On Nov. 26, the federal government announced a sweeping 25-per-cent tariff on imported wind towers and other steel-based products. The goal is to strengthen domestic manufacturing in response to United States trade pressure. Prime Minister Mark Carney has said Canada must become its own best customer. This is a worthy ambition Canadians can rally behind, and the Canadian Renewable Energy Association (CanREA) has been advocating for two years for a bonus under the Clean Economy Investment Tax Credits for companies buying made-in-Canada components.
But without the domestic capacity, this tariff will instead drive up costs, delay critical infrastructure, and undermine the clean energy transition Canada needs to remain competitive.
This policy needs an urgent overhaul. Here’s why:
- Domestic manufacturing cannot meet demand. Canada does not have the wind turbine manufacturing capacity needed to power its economy from coast to coast. The Canadian International Trade Tribunal confirmed this in 2023: logistics make it nearly impossible to ship turbines built in Quebec further west than Ontario. Tariffs may eventually incentivize new manufacturers, especially if they are coupled with bigger tax credits for Canadian-made cleantech. But without industry input and a phased approach, they will raise costs and risk current project execution in the short term.
- Tariffs slow the race to electrify. Canada needs to build the electricity infrastructure needed for tomorrow’s economy, including electric vehicles, data centres, the mining industry, and clean manufacturing. Wind energy is one of the fastest, least expensive options available. But a tariff on wind turbine towers will add tens of millions of dollars to individual project costs, and these extra costs flow directly to those who pay for electricity: families and businesses. Even major industrial consumers like steel producers will face higher power costs—hardly an incentive for the new domestic manufacturing the tariff is supposed to create.
- Risk and uncertainty drive away investment. Renewable developers plan supply chains years in advance. Towers and components ordered long ago under existing trade rules now face a sudden 25-per-cent tariff. That means cost overruns of tens of millions of dollars per project, potential project cancellations, and job losses. Indigenous and local communities who are equity partners and co-owners in renewable projects will bear these impacts directly. Meanwhile, major electricity procurements in Ontario and British Columbia have deadlines in December and January. Contracts have been signed across the country with utilities, governments, and system operators. Developers cannot redesign billion-dollar projects on a month’s notice. The federal government must establish a remission process to exempt projects that are already contracted, under construction or in the final stages of approval.

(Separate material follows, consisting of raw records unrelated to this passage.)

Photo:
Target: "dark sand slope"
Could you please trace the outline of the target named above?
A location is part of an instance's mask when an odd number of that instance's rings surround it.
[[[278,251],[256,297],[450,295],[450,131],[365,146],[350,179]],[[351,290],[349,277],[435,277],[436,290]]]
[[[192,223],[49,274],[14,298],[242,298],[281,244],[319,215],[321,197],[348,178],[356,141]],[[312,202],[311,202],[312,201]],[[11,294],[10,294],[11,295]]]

- Tariffs may backfire on supply chain goals. Instead of encouraging domestic production, these tariffs could push buyers toward cheaper Asian tower and product suppliers despite higher shipping costs, rather than European manufacturers. That concentrates supply chains rather than diversifying them—an unintended consequence that undermines the resilience the government needs.
The fix is straightforward: consult industry before implementing tariffs, phase them in responsibly, exempt projects already contracted or under construction, and protect Indigenous partners who planned investments in good faith.
Canada can be its own best customer, but not by kneecapping the industries trying to build our energy future. This tariff won’t put Canadians back to work, and it won’t create new jobs.
Carney’s ambition is right. But ambition without careful execution backfires, and implementation details matter. We can choose Canadian steel, but we cannot create a market overnight.
The government must overhaul this steel tariff policy now.
Vittoria Bellissimo is president and CEO of CanREA, leading a member association focused on ensuring that wind energy, solar energy, and energy storage play a central role in transforming Canada’s energy mix.
Fernando Melo is CanREA’s senior director of public affairs and federal policy, leading federal advocacy work, and supporting members on federal government engagement priorities.